Blog
Technology

Multi-dimensional debugging of a weird MongoDB performance issue

Bipsync

July 25, 2018

We recently upgraded our test infrastructure backend to MongoDB 4. We were expecting to see a small but significant performance boost, and we got this… for most requests!

Strangely, and apparently at random, certain requests were taking as much as thirty seconds. Our average request times were all over the place:

Average response times after upgrading to MongoDB 4.

Our health check uptime drastically increased:

(pic)

Several people from our development and systems administration teams got stuck into finding the cause, each approaching the problem from a different angle, or axis.

Axis 0 – load balancer and TLS termination

We use end-to-end decryption. We wondered if the problem was related.

We bypassed the load balancer and configured a single node with a public IP address.

Observations

Observed no difference.

Conclusions and speculation

The problem wasn’t caused by TLS.

Axis 1: Checking an endpoint with Siege

We focused in on the problem by using Siege to hit the same application endpoint over and over. This showed a strange pattern:

Observations

Most requests are super fast
If a request it is not fast, it is slow by a factor of (N * 5) seconds, where N is a number between 1 and 6

Conclusions and speculation

Something somewhere may have a 5 second timeout that is occasionally being triggered.

Axis 2: Load Balancer Logs

Our testing installation was running in Amazon EC2. We loaded our load balancer logs into Amazon Athena and this enabled us to query them:

Response time patterns, courtesy of Amazon Athena.

Observations

Every other request is VERY slow

Conclusions and speculation

Perhaps Mongo’s doing something periodically that’s slowing things down.

Axis 3: MongoDB Monitoring

Having established that something was causing a delay, we looked into our database queries. Perhaps some queries are not so efficient in MongoDB 4? Mongo’s “Slow Query Log” came in handy here.

Observations

No queries were especially slow

Conclusions and speculation

It’s not specific queries causing the problem
MongoDB itself seems OK

Axis 4: MongoDB performance recommendation

On starting MongoDB, its shell recommends XFS and a couple of system settings for best performance:

MongoDB 4 — Mongo recommendations are displayed on start-up.

We didn’t think this would help all that much for this lightly used internal test installation (see this article from DZone), but we switched to XFS and implemented these settings. We re-ran our Seige tests and saw no significant improvement – certain requests were still incredibly slow.

Axis 5: Application Layer

We suspected some parts of the application could be the cause of the issue, so we checked various parts of the system such as session handling, process pool configuration, memory limit and timeout settings.

Observations

It exhibited the exact same problems

Conclusions and speculation

The application code was not at fault

Axis 6: Clean Room Installation

It occurred to us that perhaps the installation we had built had some unknown problems. We checked all the network routes, security rules, firewall configurations – everything we could think of. It occurred to us that maybe the issue was data related. So, for comparison, we then stood up a completely new cluster which contained no data at all, and ran Seige against it.

Observations

It exhibited the exact same problems

Conclusions and speculation

Our test installation is not specifically at fault.

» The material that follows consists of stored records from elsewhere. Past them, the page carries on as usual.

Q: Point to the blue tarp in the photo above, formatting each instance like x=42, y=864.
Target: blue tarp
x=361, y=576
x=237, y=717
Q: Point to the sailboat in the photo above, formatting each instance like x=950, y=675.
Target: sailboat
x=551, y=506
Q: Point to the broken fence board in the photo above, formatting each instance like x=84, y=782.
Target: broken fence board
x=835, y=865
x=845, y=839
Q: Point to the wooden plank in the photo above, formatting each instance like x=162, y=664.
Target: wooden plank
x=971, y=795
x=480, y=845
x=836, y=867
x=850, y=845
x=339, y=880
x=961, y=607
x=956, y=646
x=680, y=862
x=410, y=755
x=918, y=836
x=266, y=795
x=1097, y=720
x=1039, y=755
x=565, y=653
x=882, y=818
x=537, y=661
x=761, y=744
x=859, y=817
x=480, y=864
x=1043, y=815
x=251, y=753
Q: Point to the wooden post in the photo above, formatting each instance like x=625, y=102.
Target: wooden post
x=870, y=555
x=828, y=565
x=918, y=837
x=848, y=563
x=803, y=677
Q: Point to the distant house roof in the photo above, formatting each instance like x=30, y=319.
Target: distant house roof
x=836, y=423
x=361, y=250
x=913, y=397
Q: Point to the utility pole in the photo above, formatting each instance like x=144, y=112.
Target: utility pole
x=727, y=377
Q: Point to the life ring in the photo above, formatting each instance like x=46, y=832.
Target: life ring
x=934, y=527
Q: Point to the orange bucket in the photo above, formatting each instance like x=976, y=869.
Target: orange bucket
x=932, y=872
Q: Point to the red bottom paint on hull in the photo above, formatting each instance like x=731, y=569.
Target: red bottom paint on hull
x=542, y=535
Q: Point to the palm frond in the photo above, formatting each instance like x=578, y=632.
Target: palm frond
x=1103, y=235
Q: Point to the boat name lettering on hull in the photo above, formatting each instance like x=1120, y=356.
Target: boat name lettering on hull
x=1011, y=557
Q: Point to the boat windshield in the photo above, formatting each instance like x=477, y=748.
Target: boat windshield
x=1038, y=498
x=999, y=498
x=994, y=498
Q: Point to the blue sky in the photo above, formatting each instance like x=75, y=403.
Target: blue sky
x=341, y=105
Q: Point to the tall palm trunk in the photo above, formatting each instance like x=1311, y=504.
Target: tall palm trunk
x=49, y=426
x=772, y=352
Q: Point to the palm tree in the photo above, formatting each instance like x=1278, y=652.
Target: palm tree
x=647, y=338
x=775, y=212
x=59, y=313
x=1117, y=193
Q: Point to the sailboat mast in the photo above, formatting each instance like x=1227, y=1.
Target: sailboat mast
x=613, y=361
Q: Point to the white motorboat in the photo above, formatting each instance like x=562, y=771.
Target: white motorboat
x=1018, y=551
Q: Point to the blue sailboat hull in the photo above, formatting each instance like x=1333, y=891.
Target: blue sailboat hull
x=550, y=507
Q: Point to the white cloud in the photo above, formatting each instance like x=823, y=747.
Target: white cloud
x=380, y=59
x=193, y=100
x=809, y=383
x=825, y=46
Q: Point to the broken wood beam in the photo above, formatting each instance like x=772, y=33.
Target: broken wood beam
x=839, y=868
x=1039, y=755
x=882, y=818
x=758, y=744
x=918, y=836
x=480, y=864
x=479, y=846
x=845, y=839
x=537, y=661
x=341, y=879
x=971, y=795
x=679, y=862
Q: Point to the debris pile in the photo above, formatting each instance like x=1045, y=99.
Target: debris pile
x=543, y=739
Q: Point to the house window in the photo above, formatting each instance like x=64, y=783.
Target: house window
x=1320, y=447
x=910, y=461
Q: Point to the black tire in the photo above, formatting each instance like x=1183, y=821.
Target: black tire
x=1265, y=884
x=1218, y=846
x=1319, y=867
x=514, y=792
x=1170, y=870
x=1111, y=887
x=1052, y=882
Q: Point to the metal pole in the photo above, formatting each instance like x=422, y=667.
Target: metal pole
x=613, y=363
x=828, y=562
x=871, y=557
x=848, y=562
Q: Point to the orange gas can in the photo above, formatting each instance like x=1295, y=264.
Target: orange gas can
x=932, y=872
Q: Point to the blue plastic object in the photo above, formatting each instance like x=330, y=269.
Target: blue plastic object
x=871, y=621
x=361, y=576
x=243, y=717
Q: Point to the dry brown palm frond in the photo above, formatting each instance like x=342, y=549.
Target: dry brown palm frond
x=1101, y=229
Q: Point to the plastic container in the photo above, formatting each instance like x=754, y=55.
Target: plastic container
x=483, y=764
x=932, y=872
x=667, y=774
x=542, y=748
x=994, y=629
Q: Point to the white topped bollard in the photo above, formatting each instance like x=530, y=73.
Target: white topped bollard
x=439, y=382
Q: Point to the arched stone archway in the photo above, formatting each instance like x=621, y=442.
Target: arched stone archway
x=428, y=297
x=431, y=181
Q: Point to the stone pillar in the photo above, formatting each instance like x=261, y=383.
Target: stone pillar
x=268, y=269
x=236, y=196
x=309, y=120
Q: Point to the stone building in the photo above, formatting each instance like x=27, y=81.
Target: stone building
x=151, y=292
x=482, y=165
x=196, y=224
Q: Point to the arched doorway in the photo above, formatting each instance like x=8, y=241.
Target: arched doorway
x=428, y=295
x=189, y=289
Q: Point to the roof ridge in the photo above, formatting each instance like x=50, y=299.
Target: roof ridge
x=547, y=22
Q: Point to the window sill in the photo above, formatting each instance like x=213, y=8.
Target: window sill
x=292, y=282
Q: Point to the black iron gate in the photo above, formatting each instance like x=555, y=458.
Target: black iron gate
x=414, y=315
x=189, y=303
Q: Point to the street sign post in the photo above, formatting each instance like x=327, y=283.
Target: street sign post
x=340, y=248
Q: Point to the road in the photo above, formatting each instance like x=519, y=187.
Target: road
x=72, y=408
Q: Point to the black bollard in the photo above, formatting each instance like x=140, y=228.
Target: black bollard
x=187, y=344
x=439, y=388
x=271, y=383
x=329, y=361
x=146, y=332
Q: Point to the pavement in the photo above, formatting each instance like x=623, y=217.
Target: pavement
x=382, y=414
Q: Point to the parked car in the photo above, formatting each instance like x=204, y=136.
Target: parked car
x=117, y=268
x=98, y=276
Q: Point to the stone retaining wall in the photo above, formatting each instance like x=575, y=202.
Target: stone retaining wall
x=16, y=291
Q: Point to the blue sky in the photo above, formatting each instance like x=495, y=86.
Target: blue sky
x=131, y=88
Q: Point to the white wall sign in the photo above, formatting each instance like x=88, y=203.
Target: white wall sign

Axis 7: Replica Set Configuration

We stopped our Mongo replica set and restarted the primary as a standalone instance.

Observations

The problem went away

Conclusions and speculation

Something to do with replication is causing the issue

Since replica sets are integral in our ability to guarantee redundancy in our system and 99.9999% uptime, we had to discover why they were introducing delays in our response times.

Axis 8: Replica Set Configuration: No Arbiter

We removed the arbiter out of the mongo cluster. Arbiters are members of a replica set which don’t function as databases – they’re only present to facilitate the replication process.

Observations

The problem went away

Conclusions and speculation

Something to do with the arbiter node is causing the issue

Axis 8: Convert arbiter to full database server

We converted the arbiter into a regular database node.

Observations

The problem recurred.

Conclusions and speculation

The problem occurs whether the node in question is an arbiter or a full database server.
Perhaps it’s network/security related?

Axis 9: Investigating the Firewall

We opened up a firewall rule so the arbiter could communicate with the application servers.

Observations

The problem went away.

Conclusions and speculation

Something in the application is talking to the arbiter.

Diagnosis

With this clue in hand, we found the following information in MongoDB’s specifications:

Second, Mongos 2.6 does not monitor arbiters, but drivers MUST do so. It costs little, and in rare cases an arbiter may be the client’s last hope to find the new replica set configuration.